During the 2015-2016 school year, Yates said the district hired at least 824 out-of-state hires, out of 1,800 new hires in all.

Jennifer Varrato, director of employee onboarding and development at the district, said that retention is high on management’s minds and that district tries to make Nevada quickly feel like home for new hires.

“The key is providing that mentoring and support. Not just on the professional side but on the social side as well and exposing them to what life in Las Vegas is like,” she said. “We really try to create a sense of community with our new teachers.”


She said her team helps new hires find friends and experience Las Vegas.

“We provide what we call ‘community meter,’ and that’s an opportunity for people to come and see different parts of the community they might not be aware of — like the Springs Preserve, or the Mob Museum, or the Atomic Testing Museum.”

Out-of-state hires also test the emotional intelligence of many hiring managers. Many companies that commonly hire out-of-state workers have to judge how likely a candidate will be able to adjust to a new job and location during the interview process.

“This is something that is looked for every candidate we consider, local or not. A change in jobs can certainly be a stressor,” said Rob Dyer, vice president of strategy and development at the Hospital Corporation of America, Far West Division. The corporation owns the Sunrise Health System, Clark County’s ninth-largest employer.

“A local commute can cause a similar strain to an individual or family just as a full-fledged relocation can, so we have steps in our process to openly discuss this with the candidate and make an assessment. Our focus is always on finding the best talent for the position that can help us ensure that high-quality, cost-effective care is provided to our patients at every interaction, and sometimes that best person does happen to be outside of the local market.”
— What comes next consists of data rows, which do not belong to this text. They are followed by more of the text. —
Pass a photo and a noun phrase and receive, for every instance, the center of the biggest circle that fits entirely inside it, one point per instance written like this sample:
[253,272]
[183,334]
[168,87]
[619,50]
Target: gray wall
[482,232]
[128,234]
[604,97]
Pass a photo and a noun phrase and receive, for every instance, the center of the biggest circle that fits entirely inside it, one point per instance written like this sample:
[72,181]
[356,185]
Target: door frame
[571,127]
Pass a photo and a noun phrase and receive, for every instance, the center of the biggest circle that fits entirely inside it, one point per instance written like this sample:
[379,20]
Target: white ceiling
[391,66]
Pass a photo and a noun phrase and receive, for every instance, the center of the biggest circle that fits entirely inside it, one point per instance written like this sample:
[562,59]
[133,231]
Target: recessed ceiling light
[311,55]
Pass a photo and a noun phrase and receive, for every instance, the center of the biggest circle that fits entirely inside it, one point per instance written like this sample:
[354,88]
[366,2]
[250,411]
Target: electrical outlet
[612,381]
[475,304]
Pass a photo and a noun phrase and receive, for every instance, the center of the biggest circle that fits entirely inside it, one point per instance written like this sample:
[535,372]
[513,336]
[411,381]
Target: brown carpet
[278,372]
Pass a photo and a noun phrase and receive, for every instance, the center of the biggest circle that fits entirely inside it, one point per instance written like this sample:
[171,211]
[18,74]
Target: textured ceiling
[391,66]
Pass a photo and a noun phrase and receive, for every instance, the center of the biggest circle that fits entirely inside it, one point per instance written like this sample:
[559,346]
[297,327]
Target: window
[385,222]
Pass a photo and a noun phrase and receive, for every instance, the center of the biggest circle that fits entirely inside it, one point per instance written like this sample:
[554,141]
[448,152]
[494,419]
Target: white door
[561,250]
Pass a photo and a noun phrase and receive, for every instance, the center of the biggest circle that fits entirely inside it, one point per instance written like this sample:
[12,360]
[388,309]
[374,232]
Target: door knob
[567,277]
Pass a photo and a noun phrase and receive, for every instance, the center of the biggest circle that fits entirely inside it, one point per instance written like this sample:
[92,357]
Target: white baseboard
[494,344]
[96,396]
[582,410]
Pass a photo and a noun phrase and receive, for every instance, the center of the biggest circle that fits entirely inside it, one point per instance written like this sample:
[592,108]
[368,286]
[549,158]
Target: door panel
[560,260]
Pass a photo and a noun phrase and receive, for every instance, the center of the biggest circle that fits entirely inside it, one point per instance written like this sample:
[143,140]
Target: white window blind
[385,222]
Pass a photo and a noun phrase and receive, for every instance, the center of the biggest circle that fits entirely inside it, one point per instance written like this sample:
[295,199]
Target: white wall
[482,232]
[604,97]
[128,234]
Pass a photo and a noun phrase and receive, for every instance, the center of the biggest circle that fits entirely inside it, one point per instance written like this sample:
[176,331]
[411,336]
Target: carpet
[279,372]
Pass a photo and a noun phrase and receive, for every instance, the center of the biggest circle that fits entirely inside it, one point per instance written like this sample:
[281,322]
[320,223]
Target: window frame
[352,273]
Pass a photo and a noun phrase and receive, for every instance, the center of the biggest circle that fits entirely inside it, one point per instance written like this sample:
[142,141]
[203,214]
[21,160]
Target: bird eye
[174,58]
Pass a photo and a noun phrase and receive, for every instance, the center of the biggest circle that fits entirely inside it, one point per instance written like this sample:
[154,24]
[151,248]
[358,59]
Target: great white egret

Data provided to the Review-Journal shows that from 2015 to 2016, 7.5 percent of new hires to one of Sunrise’s Las Vegas facilities came from outside Nevada.

The company did not provide the turnover rate but said there is a 0.1 percent difference in the retention rate between relocated and local employees. Stoll said much of Nevada’s progress in bringing down the turnover rate since 2013 was because of the response to the recession: diversifying the economy and encouraging job growth across more diverse industries.

“The question is always over the long run — and since we don’t have enough data on this given the relatively new pace of hiring that Nevada has been experiencing in these sectors — we don’t have enough data to know how long those job retention figures will last.”